Nesse contexto social, nos deparamos com os significados atribuídos pelos

alunos em relação ao rio Madeira. Ter a oportunidade de registrar essas percepções nos

leva a compreender mais a realidade dos alunos que residem em áreas ribeirinhas na

Amazônia.

Os alunos enfatizam nos seus textos e mapas os lugares, o modo de vida,

elementos geográficos, o vocabulário utilizado, evidenciando as marcas da subjetividade.

E é nesse dialogismo que os alunos mostram suas percepções e subjetividades.

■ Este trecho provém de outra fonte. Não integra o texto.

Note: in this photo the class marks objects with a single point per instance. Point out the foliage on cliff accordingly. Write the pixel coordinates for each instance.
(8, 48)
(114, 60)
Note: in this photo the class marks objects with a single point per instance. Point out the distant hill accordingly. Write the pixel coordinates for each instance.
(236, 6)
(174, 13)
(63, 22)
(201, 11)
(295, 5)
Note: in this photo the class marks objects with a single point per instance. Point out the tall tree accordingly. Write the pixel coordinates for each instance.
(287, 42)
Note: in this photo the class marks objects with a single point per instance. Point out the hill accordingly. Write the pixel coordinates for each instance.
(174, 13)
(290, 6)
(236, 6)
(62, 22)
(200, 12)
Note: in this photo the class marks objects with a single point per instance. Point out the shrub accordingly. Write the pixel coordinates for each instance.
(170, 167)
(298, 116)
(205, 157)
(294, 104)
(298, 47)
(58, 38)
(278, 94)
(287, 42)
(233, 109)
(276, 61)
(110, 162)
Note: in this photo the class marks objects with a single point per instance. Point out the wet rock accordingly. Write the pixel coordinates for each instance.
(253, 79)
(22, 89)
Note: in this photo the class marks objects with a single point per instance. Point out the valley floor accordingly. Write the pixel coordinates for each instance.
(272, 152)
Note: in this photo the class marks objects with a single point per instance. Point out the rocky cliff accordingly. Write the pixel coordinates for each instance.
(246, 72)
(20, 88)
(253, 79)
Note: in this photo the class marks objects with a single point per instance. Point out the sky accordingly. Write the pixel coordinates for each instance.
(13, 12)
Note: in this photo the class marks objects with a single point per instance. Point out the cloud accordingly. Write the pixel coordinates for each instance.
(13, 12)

Para Amaral (2007, p. 301): “a memória discursiva e o imaginário social se

fazem presentes, transformando-se em discurso heterogêneo, conforme o dialogismo

bakhtiniano: é no discurso do outro que o sujeito se constitui”. O rio é marcadamente

presente nos textos. Através das produções escritas vimos as percepções significativas

para os alunos de áreas ribeirinhas.

6 Considerações Finais

As atividades desenvolvidas em sala, mediante a realização do Projeto Fluviário-

Mirim e através das escolas municipalizadas Domingos Sávio e Antonio Augusto

Vasconcelos, oportunizaram pensar sobre a importância dos estudos de percepção na

disciplina de Geografia nas séries iniciais, levando em consideração a diversidade

sociocultural encontrada.

Sem dúvida, o trabalho do professor de Geografia, como de outras áreas, é

fundamental na construção de uma escola engajada com a realidade sociocultural do

aluno, ainda mais no contexto da Amazônia com toda a sua complexidade e desafios.

O texto acima chama atenção para a importância de se trabalhar com temas

significativos à experiência dos alunos, dessa forma, se rompe o silêncio social,

individual, tornando possível o encontro com o outro, o dialogismo defendido por

Bakhtin.

Pelo que se observa, a leitura do mundo (vivência dos alunos na Amazônia), a

utilização de mapas mentais e as produções escritas estão dinamicamente juntas porque

o ensino de Geografia deve partir de temas significativos à experiência dos alunos e do

seu espaço vivido.

Diante de nossas afirmações, conclui-se que os estudos da percepção se tornam

fundamentais no sentido de se entender o mundo vivido dos alunos, as relações

estabelecidas com o lugar, com a natureza.